Bilerico Report

If your religion tells you to discriminate, you’re following the wrong one

Angry man staring at camera with hands folded in prayer

If your religion teaches you to discriminate, you're following the wrong one. Shutterstock

Long, long ago in a land far, far away at the world’s Middle East, then under Roman rule, a man with ivory white skin and long flowing blond hair (really, I thought you said he was from the Middle East?) proclaimed:

Thou shall not eateth cake if thou expecteth to marry someone of thine own sex, for it is an abomination. If thou eateth said treat, thou shall burneth in the flames of the deep hot confectionery hellhole for eternity!”

While the historical Jesus of Nazareth never asserted any mention of sexuality, same-sex marriage, or the purchase and consumption of baked goods by gay couples, people with same-sex attractions and love interests have suffered persecution throughout the ages on “religious” grounds.

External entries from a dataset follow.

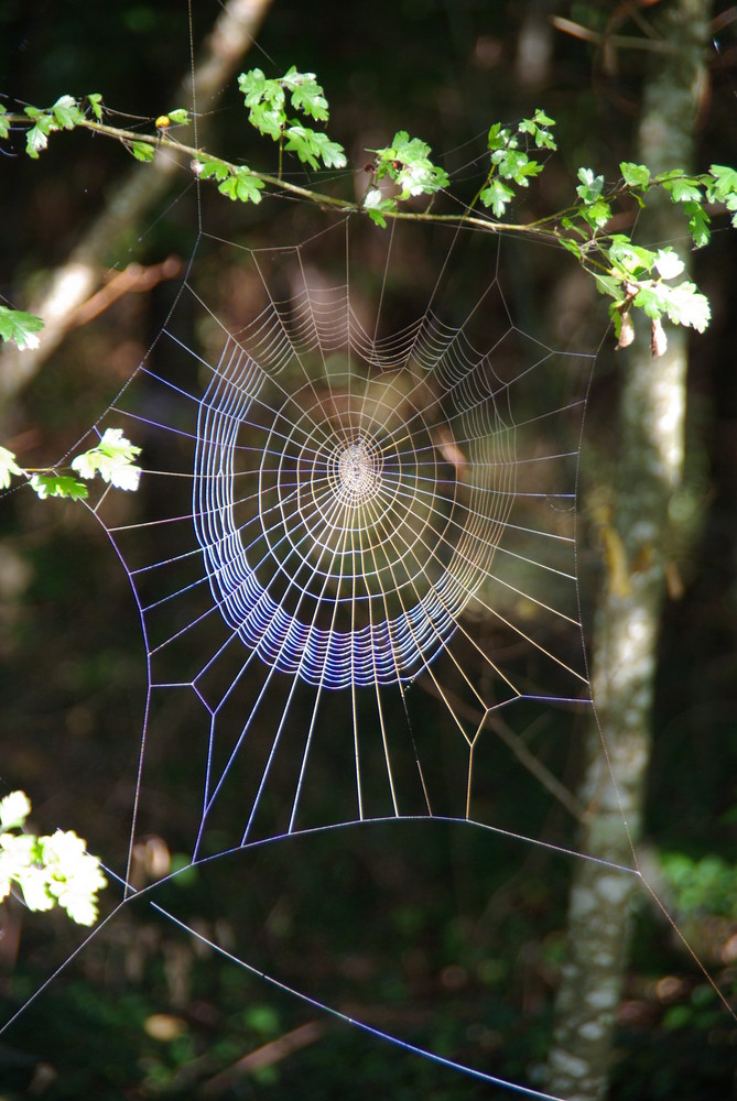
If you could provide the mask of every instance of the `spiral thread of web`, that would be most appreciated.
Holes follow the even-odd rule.
[[[513,501],[503,397],[432,315],[375,341],[334,292],[305,288],[228,339],[200,405],[193,515],[241,642],[329,688],[432,662]]]

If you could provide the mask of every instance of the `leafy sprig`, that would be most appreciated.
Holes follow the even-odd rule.
[[[66,471],[24,469],[13,451],[0,447],[0,489],[8,489],[13,478],[25,478],[42,501],[50,497],[84,501],[89,495],[86,482],[99,476],[116,489],[137,490],[141,469],[134,460],[140,454],[141,448],[123,436],[122,428],[107,428],[99,444],[77,455]]]
[[[321,163],[326,168],[345,168],[348,162],[343,145],[330,141],[323,131],[304,126],[300,118],[290,118],[288,113],[288,106],[291,105],[297,116],[327,122],[327,100],[314,73],[299,73],[293,65],[284,76],[268,79],[261,69],[256,68],[240,74],[238,87],[249,108],[251,126],[279,143],[280,177],[284,151],[296,153],[303,164],[315,170]],[[221,187],[219,189],[223,190]],[[230,198],[236,197],[240,196],[230,195]]]
[[[527,149],[520,146],[528,146],[532,142],[535,149],[555,151],[557,145],[550,129],[554,126],[555,120],[538,109],[531,119],[522,119],[514,130],[502,127],[501,122],[495,122],[489,130],[487,148],[490,167],[477,198],[485,207],[491,208],[495,217],[501,218],[514,198],[511,185],[529,187],[530,179],[539,176],[544,167],[537,157],[529,155]]]
[[[143,134],[120,130],[102,121],[99,94],[83,100],[62,96],[52,108],[24,109],[20,116],[10,115],[0,105],[0,139],[7,137],[13,123],[30,127],[26,134],[29,155],[37,157],[46,148],[48,134],[54,130],[86,127],[123,142],[133,156],[151,161],[160,145],[191,157],[192,171],[202,179],[213,179],[218,190],[234,201],[259,203],[267,186],[280,188],[316,205],[329,205],[345,214],[359,211],[379,226],[390,218],[422,218],[444,222],[465,224],[495,233],[534,235],[560,246],[572,253],[578,263],[595,279],[596,285],[611,299],[610,314],[615,323],[619,346],[631,339],[633,310],[642,312],[652,324],[653,350],[664,347],[662,320],[686,325],[703,331],[709,319],[708,302],[689,280],[674,282],[683,265],[673,250],[652,251],[636,246],[624,233],[611,233],[610,222],[618,204],[640,206],[653,190],[662,190],[682,210],[691,239],[696,248],[708,243],[714,207],[723,207],[737,228],[737,170],[726,165],[711,165],[708,172],[690,174],[680,168],[653,175],[647,165],[622,161],[620,178],[608,184],[603,174],[590,167],[581,167],[572,203],[565,209],[548,215],[538,221],[512,225],[502,221],[519,189],[528,188],[545,166],[548,154],[557,145],[553,137],[555,121],[538,109],[531,118],[517,126],[495,123],[488,131],[488,171],[476,197],[462,214],[432,214],[403,207],[408,200],[421,195],[432,198],[449,186],[444,168],[431,160],[431,149],[419,138],[398,131],[391,144],[372,150],[373,161],[368,167],[370,183],[361,201],[325,195],[282,178],[282,159],[293,152],[313,168],[343,167],[346,156],[343,146],[333,142],[322,130],[306,126],[307,120],[327,122],[328,105],[323,88],[313,73],[300,73],[293,66],[282,77],[267,78],[261,69],[241,73],[238,84],[249,111],[249,121],[256,130],[271,138],[279,145],[279,171],[274,177],[251,165],[234,164],[223,157],[193,149],[169,135],[172,123],[184,124],[189,120],[183,108],[169,111],[155,120],[155,133]],[[30,126],[33,123],[33,126]],[[540,154],[544,154],[541,160]],[[393,185],[387,188],[386,184]],[[490,210],[494,219],[476,211],[477,204]],[[41,327],[33,315],[0,307],[0,337],[14,341],[18,347],[33,347]],[[8,477],[6,467],[6,477]],[[44,472],[43,478],[52,477]],[[47,493],[69,493],[65,482],[39,488]]]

For centuries, individuals and organizations have employed religious dogma to justify the marginalization, harassment, denial of rights, persecution, and oppression of entire groups of people based on their social identities.

At various historical periods, people have applied these texts, sometimes taken in tandem, and at other times used selectively, to establish and maintain hierarchical positions of power, domination, and privilege over individuals and groups targeted by these texts and tenets.

The United States was founded on Christian justifications for oppression, slavery, interracial marriage, women’s disenfranchisement, and restrictions on voting rights.

“States rights” and “religious beliefs” have long served as the battle cries for state legislators to deny LGBTQ people the rights summarily granted to their heterosexual and cisgender counterparts. Today, no national laws require all states to protect LGBT people from discrimination in employment, housing, public accommodations, counseling, insurance, and other areas.

Currently only 22 states, plus the District of Columbia and Puerto Rico have passed non-discrimination laws in housing, for example, protecting people’s rights based on sexual orientation, and 19 states, plus the District of Columbia and Puerto Rico, based on gender identity and expression.

How can anyone possibly defend the clear and undeniable contradiction between a religion’s commandment, in various forms, to love one’s neighbor as oneself, with a baker’s refusal to bake a confectionery or a photographer’s refusal to preserve joyous moments, or an employer’s refusal to hire a fully qualified and committed employee?

The Supreme Court’s recent 7-2 decision ruling in favor of the Masterpiece Cakeshop in Colorado and the owner’s refusal to bake a wedding cake for a same-sex couple, while limited to the scope of this one case, nonetheless has wide-ranging implications.

Aside from legal issues, what can we infer from those religions that justify discriminatory treatment of other human beings? Religions promoting discrimination against same-sex couples purchasing cakes are religions lacking in moral authority!